There has been considerable recent interest in understanding the self-assembly of mixtures of differently shaped objects. Non-directional entropic and energetic effects are known in the specific case of rods mixed with spheres to exclusively yield layered phases. [1,2] However, here we use computer simulations and theory to demonstrate that the introduction of directional energetic attractions, between pairs of rod ends and between rod ends and isotropically interacting spherical nanoparticles (NPs), can be used to intelligently stabilize specific crystal morphologies through the interplay of energetic and entropic effects. To illustrate, we rationally design rods and spheres to obtain either face-centered cubic (FCC) or hexagonal close-packed (HCP) NP crystals at will. By tuning the relative size of the rods and spheres we control the interaction between non-nearest neighbor NPs in these crystals allowing us to control their relative stability with respect to each other, and with respect to an amorphous phase.
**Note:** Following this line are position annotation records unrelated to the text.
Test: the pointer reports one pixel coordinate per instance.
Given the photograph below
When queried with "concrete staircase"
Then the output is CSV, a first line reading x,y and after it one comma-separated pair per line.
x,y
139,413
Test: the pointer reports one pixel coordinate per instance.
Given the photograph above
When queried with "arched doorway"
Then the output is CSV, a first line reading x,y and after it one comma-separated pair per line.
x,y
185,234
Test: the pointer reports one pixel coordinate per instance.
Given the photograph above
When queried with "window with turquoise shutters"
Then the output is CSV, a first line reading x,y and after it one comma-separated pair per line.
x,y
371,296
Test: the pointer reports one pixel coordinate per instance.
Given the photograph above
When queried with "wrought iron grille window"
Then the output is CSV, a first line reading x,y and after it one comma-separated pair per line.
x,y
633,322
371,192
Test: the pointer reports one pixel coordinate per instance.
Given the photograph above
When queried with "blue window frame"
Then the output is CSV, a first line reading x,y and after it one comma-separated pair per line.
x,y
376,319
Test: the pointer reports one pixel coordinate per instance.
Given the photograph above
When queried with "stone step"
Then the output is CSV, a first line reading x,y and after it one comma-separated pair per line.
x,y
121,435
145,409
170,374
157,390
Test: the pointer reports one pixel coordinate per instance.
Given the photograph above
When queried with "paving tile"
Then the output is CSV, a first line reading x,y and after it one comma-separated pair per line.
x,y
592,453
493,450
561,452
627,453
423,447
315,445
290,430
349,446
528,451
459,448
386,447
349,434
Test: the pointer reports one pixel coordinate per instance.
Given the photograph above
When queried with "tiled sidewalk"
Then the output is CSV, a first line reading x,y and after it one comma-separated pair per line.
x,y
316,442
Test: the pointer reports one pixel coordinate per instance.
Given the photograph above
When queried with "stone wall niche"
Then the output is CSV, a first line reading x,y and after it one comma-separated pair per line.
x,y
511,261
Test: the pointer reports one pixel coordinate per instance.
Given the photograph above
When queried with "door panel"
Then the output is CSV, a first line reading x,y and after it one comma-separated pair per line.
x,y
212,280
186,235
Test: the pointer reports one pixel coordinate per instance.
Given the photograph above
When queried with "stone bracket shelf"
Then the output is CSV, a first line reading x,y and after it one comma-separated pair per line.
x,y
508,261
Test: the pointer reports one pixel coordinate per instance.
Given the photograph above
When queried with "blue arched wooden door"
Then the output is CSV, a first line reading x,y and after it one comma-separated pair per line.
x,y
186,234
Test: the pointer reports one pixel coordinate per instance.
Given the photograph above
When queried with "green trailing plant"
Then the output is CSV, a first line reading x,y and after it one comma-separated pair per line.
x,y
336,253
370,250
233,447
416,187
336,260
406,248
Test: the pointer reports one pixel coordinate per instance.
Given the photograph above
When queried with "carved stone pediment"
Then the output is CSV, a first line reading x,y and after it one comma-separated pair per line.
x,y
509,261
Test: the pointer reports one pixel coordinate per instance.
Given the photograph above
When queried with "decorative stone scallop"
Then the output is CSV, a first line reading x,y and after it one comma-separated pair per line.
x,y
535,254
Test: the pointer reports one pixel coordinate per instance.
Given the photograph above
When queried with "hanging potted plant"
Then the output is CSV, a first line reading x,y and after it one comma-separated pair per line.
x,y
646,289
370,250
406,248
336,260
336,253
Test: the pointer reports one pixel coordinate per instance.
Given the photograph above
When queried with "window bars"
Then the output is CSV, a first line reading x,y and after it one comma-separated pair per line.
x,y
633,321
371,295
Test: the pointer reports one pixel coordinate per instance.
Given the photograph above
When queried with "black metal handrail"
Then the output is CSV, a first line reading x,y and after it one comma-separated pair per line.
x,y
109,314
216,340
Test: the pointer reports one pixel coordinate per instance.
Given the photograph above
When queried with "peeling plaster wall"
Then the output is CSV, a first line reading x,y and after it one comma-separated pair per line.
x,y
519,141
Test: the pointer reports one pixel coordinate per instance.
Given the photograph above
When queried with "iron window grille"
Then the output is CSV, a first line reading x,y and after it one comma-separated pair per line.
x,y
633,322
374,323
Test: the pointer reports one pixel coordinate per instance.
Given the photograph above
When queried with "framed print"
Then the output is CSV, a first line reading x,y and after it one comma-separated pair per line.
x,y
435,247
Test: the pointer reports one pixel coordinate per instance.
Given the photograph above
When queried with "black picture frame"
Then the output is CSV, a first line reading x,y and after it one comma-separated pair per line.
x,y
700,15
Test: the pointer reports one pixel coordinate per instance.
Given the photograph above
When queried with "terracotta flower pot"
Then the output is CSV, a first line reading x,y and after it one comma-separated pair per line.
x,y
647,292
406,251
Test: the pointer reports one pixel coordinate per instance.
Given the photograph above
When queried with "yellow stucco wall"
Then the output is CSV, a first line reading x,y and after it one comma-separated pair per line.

Experiments with mixtures of gold spheres isotropically decorated with single stranded DNA (ssDNA) and rods with complementary ssDNA ends, unequivocally verify this behavior. We therefore propose that directionally specific attractions, which reflect only some features of the building block anisotropies, offer an entrée into completely different classes of self-assembly behavior.


[1] Adams, Dogic, Keller, and Fraden, Nature 393, 349-352 (1998).
[2] Dogic, Frenkel, and Fraden, Phys. Rev. E. 62, 3925-3933 (2000).